Hours of research by our editors, distilled into minutes of clarity.

  • The woman erased from the DNA breakthrough

    Rosalind Franklin captured “Photo 51,” the key to DNA’s double helix. Her data, shared without her knowledge, helped Watson and Crick win a Nobel. She never got the prize, but today, her role in unlocking life’s blueprint is finally recognized.

  • Rosalind Franklin was the long-overlooked contributor to discovering DNA's structure

    Though James Watson, Francis Crick, and Maurice Wilkins are credited with discovering the DNA double helix, it incorporated Rosalind Franklin's unpublished data. Photo 51, her famous DNA image, took more than 100 hours to produce and a year’s worth of analysis to interpret.

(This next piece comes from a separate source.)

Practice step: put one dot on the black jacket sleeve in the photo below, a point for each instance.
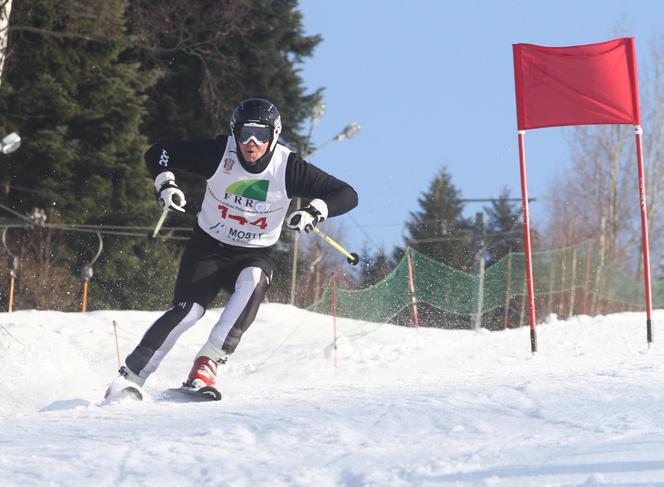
(200, 157)
(305, 180)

  • X-ray diffraction reveals atomic structures by analyzing how crystals scatter X-rays

    X-ray diffraction involves rotating a crystal in an X-ray beam while a detector captures the resulting diffraction patterns, which depend on the crystal’s internal structure. The mathematical principles behind the technique won the 1915 Nobel Prize and improved crystallography.

  • The structure of DNA helices comes in three major varieties

    The hereditary molecule can take the form of A-DNA, B-DNA, or Z-DNA based on environmental conditions such as ion concentration and humidity—a characteristic identified by Rosalind Franklin. A-DNA is the shortest and widest of the three, while Z-DNA is the longest and narrowest. B-DNA—the most common variety in living cells—is the intermediate.

  • X-ray data from Rosalind Franklin was key to discovering DNA’s double-helix structure

    Although unpublished, the data reached James Watson and Francis Crick, who worked at another institution. Incorporating her data allowed them to validate their model of DNA, which they published without crediting her.